Comme en écho, de l’espace à la terre et de siècle à siècle, Bertrand Dezoteux expose En attendant Mars. L’artiste s’est inspiré de l’expérience scientifique Mars 500 qui s’est déroulée en Russie en 2010 et 2011. Six hommes expérimentaient les effets psychologiques et physiologiques d’une expédition vers la planète rouge en conditions réelles simulées, sauf radiations et apesanteur. Dans l’habitacle reconstitué d’une station spatiale russe en lambris, Bertrand Dezoteux a remplacé les hommes par des marionnettes, qu’il a filmées en joie, en fête, en peine, en ennui clos. Elles sont disposées autour de nous, immobiles dans leurs cases de bois. Elles regardent leur assiette, le plafond, nous qui les observons, elles se regardent elles-mêmes dont on déroule le film banal et incroyable, dans une ambiance étrange et tragique à la fois.

Sylvie Bonnot, Aéropolis, Très Grande Mue Polyèdre I – Forme Naturelle, 2017 © exponaute

Le froissement des ballons

Entre ces mises en scène se glissent des intervalles de ravissement esthétique.
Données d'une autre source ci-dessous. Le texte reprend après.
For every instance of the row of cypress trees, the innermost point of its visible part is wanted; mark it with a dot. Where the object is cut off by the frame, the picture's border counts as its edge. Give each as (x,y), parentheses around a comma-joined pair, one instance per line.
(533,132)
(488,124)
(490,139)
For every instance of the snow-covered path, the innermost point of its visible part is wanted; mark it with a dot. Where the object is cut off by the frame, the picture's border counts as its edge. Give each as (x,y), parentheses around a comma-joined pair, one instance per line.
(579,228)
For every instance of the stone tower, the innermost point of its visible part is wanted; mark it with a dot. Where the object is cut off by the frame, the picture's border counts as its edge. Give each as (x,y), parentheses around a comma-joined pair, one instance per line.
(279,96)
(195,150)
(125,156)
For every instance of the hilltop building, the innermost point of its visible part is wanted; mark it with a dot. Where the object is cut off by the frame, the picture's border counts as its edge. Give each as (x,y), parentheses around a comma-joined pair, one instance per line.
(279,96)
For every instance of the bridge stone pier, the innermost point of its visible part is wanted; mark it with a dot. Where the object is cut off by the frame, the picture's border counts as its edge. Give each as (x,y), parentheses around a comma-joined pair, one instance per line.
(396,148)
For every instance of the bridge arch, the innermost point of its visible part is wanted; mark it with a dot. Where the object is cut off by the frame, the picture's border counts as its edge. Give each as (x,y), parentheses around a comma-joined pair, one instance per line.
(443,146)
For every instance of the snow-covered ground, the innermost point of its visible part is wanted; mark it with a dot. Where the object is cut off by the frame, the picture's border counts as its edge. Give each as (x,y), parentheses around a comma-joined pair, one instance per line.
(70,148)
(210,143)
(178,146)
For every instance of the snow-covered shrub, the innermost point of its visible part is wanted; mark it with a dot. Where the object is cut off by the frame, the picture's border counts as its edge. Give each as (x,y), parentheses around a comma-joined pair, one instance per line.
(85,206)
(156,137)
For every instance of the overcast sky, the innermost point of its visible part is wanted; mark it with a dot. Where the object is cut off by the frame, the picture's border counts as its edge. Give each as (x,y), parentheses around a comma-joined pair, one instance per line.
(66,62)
Un grand écran à l’horizontale déploie un ballon dérivant pendant de longues heures sans toucher le sol, pendant une éternité en suspens. Et comme un jupon léger, comme un long froissement, comme une méduse il se balance au bleu du vent. Antoine Belot est l’auteur de cette animation 3D panoramique, basée sur les archives des premiers lancements de ballons stratosphériques et de la naissance du projet Eole. Il est aussi l’auteur de son titre qui laisse rêveur : Un ballon qui dérive se fiche de savoir l’heure qu’il est.

Autre support, poésie et froissement : la série Aéropolis. Son auteur, Sylvie Bonnot, a développé la « mue » de ses photographies, en retirant la gélatine de leurs surfaces. Ces clichés sont en fait des archives spatiales du CNES, des images de ballons stratosphériques qui deviennent des sculptures à ridules, mises en volumes, pliées, brûlées.  « Les ballons décrivent, par leur traîne, des pans nuageux. C’est un rapport formel, géométrique, que je voudrais saisir ici, en même temps que le geste, ou plutôt les gestes de ceux qui les propulsent. » Ou quand le geste de l’artiste cherche celui de l’explorateur des airs.